Technology cycles come in waves. They arrive with fanfare and big promises, and the adoption pattern is always the same. Some applications are brilliant. Others are misapplied.

In 15 years at JDA TSG, our SVP of Hospitality Jon Joseph has watched this cycle repeat again and again. But he’s not skeptical of new technology: He just wants organizations to adopt it for the right reasons.

They shouldn’t be asking, “How much can AI replace?” The real and fundamentally different question is, “Where does human judgment change the outcome?”

Jon’s seen that when companies can’t answer that second question, they end up making irreversible decisions about their service delivery model based on hope instead of evidence. They trade service quality for efficiency gains, then have to navigate the reputational and financial fallout.

That’s the core difference between a well-designed human interaction and a poorly automated one, and it shows up in measurable client outcomes.

Here, Jon shares how successful companies decide which interactions belong to AI, which belong to humans, and what happens when organizations get that wrong.

Key takeaways: 

  • Map interactions by stakes, not volume or complexity. The line between AI and human handling is about the emotional and financial stakes attached to getting it wrong.
  • AI works best as a force multiplier, not a replacement. Let AI handle information retrieval and routing so human experts have more time for the judgment and empathy that high-stakes conversations require.
  • Trust erosion from misapplied AI often shows up too late. The damage surfaces later in satisfaction scores, escalations, and renewals; measurement frameworks need to be in place before automation decisions are made.

The business case for AI only tells half the story

You’re probably getting pressure from above to integrate AI into customer service and workforce programs. There’s a clear argument for the business case: lower costs, faster resolution on high-volume queries, reduced headcount. 

“There are a ton of organizations that couldn’t really tell you how AI should fit into what they do, but their bosses, their boards, even their Instagram feed, their kids, their TV is saying, ‘You should be doing this,’” Jon says.

But following the urge to deploy AI is only half the battle; you need to think about the deployment more specifically for your company.

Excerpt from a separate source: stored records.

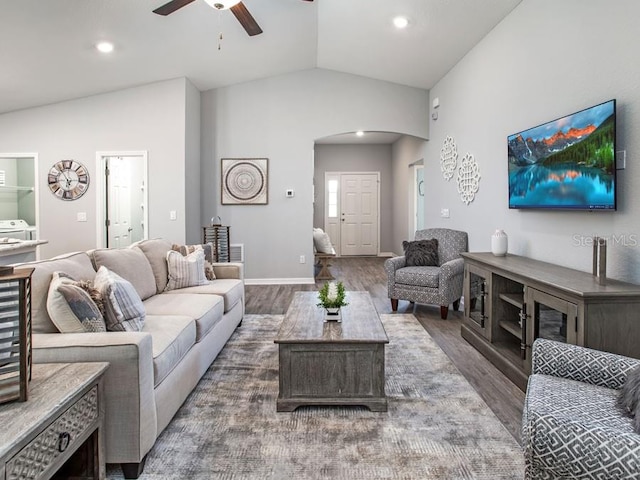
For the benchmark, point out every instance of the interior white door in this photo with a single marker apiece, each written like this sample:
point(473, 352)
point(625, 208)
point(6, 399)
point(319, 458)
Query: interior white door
point(118, 203)
point(359, 214)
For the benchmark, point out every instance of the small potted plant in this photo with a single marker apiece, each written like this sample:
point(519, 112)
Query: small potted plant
point(332, 298)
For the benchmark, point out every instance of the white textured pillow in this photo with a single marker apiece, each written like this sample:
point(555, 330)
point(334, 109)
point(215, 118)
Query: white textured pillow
point(123, 308)
point(185, 271)
point(321, 241)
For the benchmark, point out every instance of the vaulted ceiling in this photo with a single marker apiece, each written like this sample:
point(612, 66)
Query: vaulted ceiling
point(48, 55)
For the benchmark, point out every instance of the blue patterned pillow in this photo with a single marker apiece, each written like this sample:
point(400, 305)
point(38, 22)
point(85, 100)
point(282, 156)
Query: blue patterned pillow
point(421, 253)
point(71, 308)
point(123, 308)
point(629, 397)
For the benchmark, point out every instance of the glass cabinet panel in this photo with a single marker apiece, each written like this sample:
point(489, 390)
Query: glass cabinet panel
point(552, 318)
point(477, 299)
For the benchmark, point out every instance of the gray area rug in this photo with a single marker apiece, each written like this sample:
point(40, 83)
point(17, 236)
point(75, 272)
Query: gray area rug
point(437, 427)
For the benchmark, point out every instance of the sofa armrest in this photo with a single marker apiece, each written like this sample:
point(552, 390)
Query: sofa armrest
point(129, 400)
point(229, 270)
point(452, 268)
point(393, 264)
point(579, 363)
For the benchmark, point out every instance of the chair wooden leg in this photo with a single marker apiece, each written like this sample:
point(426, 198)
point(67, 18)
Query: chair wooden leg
point(133, 470)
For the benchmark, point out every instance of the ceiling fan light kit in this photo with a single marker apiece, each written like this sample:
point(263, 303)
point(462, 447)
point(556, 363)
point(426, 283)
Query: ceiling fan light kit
point(236, 6)
point(222, 5)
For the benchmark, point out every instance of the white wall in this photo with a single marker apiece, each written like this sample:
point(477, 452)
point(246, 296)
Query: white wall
point(406, 151)
point(545, 60)
point(279, 118)
point(356, 158)
point(150, 117)
point(193, 227)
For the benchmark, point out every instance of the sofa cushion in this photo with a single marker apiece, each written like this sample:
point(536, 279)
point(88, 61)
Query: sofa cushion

When you treat all customer interactions like they’re the same,  for example, assuming that what works for routing a flight rebooking works equally well for explaining a health insurance claim denial, that’s an issue. 

That’s the cost behind misapplied AI: the degraded service quality when AI falls short.

When organizations miscategorize high-stakes interactions as automatable, they deliver a worse experience, but more importantly, they erode the trust that client relationships are built on. And that’s not always clear until a client relationship is already at risk.

“People are going to be very quick to sacrifice high-quality, expert-driven human interactions for more aspirational technologies where they’re using hope as a strategy.” Jon says, I believe customers will not appreciate that approach and will force companies to rethink how AI is a complement to delivering great service, not the solution unto itself.

You need to be deliberate about where technology gets applied in the first place. Rather than defaulting to automation and hoping it holds up, Jon says companies need to map out where human judgment actually changes the outcome, and build their tech adoption around that.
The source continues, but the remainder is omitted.